Monday, June 16, 2014

Review: The Roaring Girl


The Roaring Girl
The Roaring Girl by Thomas Dekker

My rating: 2 of 5 stars



It's fascinating to hear of a Jacobean play with a strong female lead who refuses to submit to her presumed role in society; one who, unlike Shakespeare's heroines, neither recants nor is ruined. But that's as good as it gets. The problem with 'The Roaring Girl' is that it's a weak play, written to cash in on the career of a contemporary celebrity. Imagine a 24th Century revival of 'Jordan: The Musical'.

Dekker and Middleton's prose is as difficult as Shakespeare's can be, but has none of the bard's sublime lyricism or glorious imagery. Often it's hard to work out what the characters are saying or where the plot is going, even though it's a simple, indeed simplistic, story.
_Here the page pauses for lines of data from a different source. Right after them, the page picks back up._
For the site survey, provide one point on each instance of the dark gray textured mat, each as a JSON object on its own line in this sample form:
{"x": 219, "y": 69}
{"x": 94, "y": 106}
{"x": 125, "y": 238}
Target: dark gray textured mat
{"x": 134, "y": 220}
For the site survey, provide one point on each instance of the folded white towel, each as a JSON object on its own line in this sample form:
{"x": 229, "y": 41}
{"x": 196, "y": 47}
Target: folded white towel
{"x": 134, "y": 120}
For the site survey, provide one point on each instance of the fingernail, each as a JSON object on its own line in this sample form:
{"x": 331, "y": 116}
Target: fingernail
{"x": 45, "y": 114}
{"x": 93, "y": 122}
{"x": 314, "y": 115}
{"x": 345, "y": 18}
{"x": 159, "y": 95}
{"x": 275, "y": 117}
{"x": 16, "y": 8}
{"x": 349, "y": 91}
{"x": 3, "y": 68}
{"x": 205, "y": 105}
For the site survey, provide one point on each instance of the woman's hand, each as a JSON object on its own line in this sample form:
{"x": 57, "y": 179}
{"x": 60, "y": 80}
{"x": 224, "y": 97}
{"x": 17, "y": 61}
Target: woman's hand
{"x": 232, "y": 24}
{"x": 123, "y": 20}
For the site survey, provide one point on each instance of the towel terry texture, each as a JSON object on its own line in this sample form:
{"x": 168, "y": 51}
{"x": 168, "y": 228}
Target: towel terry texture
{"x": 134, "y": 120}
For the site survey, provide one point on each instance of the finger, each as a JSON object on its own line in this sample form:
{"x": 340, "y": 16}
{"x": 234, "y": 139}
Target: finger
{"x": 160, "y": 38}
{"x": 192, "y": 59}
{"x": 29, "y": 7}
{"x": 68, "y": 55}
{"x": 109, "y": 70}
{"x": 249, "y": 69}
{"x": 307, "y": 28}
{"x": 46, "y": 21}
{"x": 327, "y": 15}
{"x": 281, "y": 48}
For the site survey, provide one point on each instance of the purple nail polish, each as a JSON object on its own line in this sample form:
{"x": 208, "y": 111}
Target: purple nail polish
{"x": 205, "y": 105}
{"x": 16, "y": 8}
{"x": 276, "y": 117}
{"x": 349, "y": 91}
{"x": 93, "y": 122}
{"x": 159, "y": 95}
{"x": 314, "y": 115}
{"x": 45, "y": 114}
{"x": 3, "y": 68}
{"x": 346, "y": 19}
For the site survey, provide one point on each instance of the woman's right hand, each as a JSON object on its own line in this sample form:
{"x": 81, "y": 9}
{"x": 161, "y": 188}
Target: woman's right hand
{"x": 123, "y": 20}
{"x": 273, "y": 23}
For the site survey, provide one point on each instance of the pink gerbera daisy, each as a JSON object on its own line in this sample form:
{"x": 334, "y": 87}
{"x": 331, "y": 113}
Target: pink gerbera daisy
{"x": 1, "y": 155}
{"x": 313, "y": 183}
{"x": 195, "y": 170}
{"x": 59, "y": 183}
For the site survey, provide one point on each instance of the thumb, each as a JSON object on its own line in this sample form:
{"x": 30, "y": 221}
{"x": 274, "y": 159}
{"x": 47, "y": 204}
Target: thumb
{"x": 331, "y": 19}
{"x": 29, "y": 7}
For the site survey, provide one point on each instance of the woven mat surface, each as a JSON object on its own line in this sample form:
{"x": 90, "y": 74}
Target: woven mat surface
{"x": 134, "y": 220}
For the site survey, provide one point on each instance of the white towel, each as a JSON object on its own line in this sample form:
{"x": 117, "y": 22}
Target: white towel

The young Sebastian, frustrated by his father's refusal to sanction his marriage to Mary because her dowry is too small, persuades Moll, a notorious figure in the London underworld, to pretend to be his fiancée. The ploy is simple: seeing the unsuitable Moll, his father will decide that Mary isn't so bad after all and relent. And, after a half-baked attempt to lure Moll into theft (foiled by her steadfast virtue), that's what happens.

There's an amusing sub-plot of wives tricking their husbands, and we see the machinations of a rogue called Laxton, but the complexity of the language left me uncertain exactly what he was up to.

The Roaring Girl came from a golden age of British theatre, but then, Hermann's Hermits came from a golden age of British music. It didn't stop them being rubbish.